Rodney C. Ewing (1946-2024) was a professor in nuclear security and a professor in geosciences at Stanford University and a professor emeritus at the University of Michigan and the University of New Mexico. He was a fellow of the National Academy of Engineering since 2017, and a longtime member of the Bulletin’s Science and Security Board. Ewing passed away in July at the age of 77.
Throughout his career of nearly 50 years, Ewing—a mineralogist turned material engineer—became arguably the world’s top expert on nuclear materials (Hecker, Park, and Tracy, 2024). He was also a great mentor and friend to a whole generation of scientists and scholars (including me) involved in the science and policy issues of nuclear materials. To pay tribute to Rod’s many contributions to the field, this issue of the Bulletin brings together some of his former collaborators to explore the enduring risks and new challenges of nuclear materials.
In their piece, “Glass and ceramic nuclear waste forms: the scientific battle,” Daniel J. Gregg and his colleagues tell the story of the scientific battle between two major classes of materials to be the best option for immobilization and disposal of high-level nuclear waste—a battle that has played out since the 1970s. They also highlight some of Rod’s essential contributions in the areas of radiation damage and nuclear waste forms.
In an investigative science reporting piece, “How Fukushima’s radioactive fallout in Tokyo was concealed from the public,” I reveal how very high concentrations of insoluble cesium microparticles were found in Tokyo following the Fukushima nuclear plant accident in March 2011, and how these findings were kept from the public’s eye for years.

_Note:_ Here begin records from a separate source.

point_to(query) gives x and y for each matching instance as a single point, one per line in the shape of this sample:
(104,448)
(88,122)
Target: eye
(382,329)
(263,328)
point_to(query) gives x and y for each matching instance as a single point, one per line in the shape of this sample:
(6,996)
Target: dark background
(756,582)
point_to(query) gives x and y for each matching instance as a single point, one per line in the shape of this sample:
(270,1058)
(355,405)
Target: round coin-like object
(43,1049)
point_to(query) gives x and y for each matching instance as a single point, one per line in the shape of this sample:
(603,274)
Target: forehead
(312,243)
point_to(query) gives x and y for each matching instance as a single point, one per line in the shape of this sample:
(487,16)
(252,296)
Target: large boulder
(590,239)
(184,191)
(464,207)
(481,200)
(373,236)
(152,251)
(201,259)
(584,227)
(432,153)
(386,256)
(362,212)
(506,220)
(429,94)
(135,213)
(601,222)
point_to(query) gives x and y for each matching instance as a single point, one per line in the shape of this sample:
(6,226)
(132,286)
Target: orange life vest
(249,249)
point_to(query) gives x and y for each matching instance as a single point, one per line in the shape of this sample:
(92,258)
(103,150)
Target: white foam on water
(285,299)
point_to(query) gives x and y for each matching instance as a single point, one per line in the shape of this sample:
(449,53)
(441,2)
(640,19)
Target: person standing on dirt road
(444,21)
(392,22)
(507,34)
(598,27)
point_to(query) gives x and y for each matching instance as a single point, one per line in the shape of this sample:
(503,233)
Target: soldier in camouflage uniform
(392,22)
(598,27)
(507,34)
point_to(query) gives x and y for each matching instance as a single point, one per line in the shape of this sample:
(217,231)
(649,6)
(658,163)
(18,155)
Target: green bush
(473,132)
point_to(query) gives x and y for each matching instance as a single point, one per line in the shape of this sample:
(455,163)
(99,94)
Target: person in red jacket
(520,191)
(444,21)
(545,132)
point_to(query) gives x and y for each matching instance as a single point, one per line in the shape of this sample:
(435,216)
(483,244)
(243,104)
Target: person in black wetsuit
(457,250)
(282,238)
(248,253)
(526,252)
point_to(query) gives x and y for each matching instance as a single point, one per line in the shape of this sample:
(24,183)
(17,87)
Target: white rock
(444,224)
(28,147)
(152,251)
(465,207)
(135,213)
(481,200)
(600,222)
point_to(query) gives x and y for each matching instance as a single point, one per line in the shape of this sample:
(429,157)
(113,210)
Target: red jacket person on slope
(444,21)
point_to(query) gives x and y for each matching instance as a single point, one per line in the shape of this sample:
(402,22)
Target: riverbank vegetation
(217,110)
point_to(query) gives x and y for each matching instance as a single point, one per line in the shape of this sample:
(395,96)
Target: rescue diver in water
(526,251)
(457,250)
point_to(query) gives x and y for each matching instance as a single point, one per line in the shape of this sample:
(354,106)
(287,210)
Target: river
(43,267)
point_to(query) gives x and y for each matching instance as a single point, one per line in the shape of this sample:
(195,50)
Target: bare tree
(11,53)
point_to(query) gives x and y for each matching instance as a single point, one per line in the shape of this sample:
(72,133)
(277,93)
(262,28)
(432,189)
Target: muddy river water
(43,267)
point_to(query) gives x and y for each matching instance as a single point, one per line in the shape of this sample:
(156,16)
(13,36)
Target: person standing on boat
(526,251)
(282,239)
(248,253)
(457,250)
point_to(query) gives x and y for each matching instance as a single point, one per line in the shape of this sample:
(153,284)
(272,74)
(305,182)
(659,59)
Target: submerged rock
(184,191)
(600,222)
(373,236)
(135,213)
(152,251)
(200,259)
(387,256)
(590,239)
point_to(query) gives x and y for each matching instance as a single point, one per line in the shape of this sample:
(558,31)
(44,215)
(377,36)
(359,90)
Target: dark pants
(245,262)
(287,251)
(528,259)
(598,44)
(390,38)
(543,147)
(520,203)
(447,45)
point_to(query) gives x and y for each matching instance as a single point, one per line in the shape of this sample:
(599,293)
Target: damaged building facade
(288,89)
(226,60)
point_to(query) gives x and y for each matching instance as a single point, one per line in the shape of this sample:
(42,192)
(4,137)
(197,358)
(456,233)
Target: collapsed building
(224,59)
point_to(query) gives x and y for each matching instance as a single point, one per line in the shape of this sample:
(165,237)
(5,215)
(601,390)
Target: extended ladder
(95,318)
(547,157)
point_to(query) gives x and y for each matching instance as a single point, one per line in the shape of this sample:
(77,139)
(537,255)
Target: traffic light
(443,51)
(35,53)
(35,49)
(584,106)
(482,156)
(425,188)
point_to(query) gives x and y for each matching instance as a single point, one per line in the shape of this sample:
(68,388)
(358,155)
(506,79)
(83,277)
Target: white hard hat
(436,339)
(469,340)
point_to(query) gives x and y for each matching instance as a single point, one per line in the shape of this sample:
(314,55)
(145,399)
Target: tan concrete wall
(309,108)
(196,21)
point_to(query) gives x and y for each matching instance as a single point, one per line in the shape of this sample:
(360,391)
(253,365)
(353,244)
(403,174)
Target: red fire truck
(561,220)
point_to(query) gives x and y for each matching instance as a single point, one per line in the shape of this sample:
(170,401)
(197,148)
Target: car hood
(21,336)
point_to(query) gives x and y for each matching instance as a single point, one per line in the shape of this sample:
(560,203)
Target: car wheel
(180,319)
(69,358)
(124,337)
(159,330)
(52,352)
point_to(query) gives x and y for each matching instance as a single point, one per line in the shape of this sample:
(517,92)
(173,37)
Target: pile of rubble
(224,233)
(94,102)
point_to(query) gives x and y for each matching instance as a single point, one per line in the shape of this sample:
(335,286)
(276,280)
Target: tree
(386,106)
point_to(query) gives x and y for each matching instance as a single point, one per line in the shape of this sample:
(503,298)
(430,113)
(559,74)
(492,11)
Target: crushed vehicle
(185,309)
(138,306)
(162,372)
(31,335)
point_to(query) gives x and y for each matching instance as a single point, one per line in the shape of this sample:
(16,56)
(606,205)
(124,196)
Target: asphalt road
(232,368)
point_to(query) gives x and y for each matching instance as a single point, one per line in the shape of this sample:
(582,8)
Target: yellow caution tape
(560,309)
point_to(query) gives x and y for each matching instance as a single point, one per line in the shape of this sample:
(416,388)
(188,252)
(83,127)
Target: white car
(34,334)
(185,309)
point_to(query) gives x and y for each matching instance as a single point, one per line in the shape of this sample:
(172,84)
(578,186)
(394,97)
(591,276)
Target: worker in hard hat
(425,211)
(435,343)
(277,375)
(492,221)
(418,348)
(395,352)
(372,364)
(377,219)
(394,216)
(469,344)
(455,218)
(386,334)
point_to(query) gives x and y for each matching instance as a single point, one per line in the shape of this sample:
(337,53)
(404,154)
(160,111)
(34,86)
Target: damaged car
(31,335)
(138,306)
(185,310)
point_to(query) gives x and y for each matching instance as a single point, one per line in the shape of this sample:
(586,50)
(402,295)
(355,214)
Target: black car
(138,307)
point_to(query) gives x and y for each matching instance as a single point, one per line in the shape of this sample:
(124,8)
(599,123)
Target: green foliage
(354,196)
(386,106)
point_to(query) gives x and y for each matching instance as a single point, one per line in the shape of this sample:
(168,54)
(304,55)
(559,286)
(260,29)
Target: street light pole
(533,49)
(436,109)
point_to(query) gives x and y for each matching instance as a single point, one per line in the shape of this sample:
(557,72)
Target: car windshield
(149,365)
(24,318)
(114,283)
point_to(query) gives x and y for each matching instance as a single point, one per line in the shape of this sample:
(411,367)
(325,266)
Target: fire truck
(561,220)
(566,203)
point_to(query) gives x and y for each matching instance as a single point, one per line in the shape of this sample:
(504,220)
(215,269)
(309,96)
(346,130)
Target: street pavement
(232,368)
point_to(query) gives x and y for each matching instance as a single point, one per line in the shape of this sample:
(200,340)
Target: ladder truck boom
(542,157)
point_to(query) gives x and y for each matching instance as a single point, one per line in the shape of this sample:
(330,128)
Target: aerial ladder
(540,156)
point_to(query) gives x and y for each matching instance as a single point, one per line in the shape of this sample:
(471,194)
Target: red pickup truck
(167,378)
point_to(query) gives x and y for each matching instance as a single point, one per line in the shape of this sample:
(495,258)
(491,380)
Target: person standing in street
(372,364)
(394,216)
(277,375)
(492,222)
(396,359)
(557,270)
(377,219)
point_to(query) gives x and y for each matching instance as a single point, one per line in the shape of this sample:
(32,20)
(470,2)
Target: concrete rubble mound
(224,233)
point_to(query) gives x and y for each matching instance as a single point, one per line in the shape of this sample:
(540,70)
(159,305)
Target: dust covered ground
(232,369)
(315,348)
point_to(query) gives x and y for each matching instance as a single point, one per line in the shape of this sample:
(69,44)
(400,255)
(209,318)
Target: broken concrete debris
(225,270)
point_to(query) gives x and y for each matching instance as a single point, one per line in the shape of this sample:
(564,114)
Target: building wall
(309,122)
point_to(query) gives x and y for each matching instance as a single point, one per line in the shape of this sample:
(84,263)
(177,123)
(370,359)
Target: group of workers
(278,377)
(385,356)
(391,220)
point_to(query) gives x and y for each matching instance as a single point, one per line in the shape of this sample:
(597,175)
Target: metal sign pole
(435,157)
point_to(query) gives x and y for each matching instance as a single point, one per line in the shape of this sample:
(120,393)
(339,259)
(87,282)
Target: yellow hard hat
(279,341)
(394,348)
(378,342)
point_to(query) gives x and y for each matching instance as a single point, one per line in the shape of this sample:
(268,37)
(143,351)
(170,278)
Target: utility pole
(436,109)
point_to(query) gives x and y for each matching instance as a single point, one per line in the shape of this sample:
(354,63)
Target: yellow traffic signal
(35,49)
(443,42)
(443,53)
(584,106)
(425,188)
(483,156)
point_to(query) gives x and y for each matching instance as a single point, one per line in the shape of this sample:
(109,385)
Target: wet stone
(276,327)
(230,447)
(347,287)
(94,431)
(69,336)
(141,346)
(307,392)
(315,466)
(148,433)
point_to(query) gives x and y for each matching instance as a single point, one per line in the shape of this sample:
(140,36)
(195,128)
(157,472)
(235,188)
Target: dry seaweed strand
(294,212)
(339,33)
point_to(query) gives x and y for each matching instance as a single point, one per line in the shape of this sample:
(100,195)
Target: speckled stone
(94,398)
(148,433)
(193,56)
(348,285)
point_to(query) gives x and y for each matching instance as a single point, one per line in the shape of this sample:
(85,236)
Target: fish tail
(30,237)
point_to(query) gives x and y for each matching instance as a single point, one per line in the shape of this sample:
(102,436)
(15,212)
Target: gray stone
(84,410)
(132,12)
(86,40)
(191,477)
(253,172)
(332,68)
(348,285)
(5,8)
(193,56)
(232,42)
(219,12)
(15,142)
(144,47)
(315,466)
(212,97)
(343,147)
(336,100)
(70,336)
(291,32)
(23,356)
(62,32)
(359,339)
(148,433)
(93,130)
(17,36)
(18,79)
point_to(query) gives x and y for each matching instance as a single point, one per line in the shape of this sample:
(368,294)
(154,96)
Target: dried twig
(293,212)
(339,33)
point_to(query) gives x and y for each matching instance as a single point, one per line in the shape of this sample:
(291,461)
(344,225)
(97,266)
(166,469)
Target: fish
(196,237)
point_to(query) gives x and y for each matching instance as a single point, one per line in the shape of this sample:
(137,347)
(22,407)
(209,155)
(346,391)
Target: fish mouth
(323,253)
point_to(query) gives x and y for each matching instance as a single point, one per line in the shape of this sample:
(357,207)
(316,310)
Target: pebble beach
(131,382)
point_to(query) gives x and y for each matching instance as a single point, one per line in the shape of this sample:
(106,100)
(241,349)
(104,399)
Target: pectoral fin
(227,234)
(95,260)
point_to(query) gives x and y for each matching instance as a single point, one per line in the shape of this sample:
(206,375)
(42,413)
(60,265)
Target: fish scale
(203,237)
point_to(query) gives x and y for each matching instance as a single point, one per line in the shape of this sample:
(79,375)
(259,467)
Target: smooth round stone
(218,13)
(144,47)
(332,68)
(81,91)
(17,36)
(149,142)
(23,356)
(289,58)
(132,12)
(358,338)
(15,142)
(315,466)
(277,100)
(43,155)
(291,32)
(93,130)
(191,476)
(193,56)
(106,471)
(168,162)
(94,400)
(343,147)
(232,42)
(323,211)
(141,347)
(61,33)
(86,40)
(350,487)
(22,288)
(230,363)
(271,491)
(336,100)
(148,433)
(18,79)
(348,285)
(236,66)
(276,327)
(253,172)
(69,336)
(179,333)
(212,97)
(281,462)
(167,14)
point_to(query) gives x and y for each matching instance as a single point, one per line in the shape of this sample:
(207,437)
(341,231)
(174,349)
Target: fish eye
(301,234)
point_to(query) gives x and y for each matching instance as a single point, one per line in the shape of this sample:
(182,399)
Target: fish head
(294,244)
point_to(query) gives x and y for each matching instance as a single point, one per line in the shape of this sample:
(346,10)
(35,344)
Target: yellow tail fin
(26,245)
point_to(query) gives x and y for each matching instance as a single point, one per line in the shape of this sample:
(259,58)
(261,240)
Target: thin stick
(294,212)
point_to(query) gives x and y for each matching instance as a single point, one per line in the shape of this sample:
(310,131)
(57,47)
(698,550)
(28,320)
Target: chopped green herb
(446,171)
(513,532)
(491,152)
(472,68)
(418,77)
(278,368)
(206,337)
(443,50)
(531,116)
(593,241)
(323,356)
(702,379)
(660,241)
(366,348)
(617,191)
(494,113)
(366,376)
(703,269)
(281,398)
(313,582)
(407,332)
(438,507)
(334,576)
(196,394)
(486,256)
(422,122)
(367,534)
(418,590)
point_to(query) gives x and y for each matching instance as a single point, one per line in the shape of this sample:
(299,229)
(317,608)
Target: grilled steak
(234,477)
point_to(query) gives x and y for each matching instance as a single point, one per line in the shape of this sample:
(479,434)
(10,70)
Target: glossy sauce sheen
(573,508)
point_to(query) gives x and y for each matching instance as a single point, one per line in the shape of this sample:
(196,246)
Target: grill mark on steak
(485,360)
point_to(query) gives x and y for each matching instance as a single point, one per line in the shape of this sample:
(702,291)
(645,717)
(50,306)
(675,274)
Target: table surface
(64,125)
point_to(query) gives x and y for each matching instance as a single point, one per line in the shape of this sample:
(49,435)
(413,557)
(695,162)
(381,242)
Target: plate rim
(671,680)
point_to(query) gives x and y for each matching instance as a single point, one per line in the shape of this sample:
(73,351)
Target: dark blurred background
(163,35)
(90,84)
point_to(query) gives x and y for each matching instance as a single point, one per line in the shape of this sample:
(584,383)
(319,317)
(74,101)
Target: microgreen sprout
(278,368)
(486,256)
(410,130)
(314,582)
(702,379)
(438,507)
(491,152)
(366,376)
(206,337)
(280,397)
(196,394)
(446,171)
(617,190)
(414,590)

In his essay, “Becoming a responsible ancestor,” Daniel Metlay discusses how the United States, which possesses the largest inventory of high-level radioactive waste and spent nuclear fuel in the world, still has no plan to permanently dispose of these materials. He also explains how the legal framework for US nuclear waste management might be reformed, to end with the current stalemate.
Cameron L. Tracy’s article, “Sociotechnical risks posed by the geologic disposal of weapons plutonium,” discusses the risks of the US government’s plan to bury a large stockpile of excess weapons plutonium at the Waste Isolation Pilot Plant (WIPP), a geologic repository in southeastern New Mexico originally designed to store non-weapons nuclear wastes.
In their article, “Small and advanced nuclear reactors: Closing the fuel cycle?”, Claire Corkhill and her colleagues explain how developing new reactor designs, which often come with novel fuel, must go hand in hand with building disposal solutions for their radioactive waste to avoid future significant and unconstrained costs.
In an article published posthumously, Rodney C. Ewing and his long-time collaborator Bernd Grambow reflect on the reasons why the research community has not achieved a better understanding of the issue of safety in the geological disposal of radioactive waste, despite more than 50 years of effort. They offer some important advice to the next generation of repository experts.
I hope that Bulletin readers will find this special issue entertaining and insightful and that the articles in it do justice to Rod Ewing’s great contributions to science.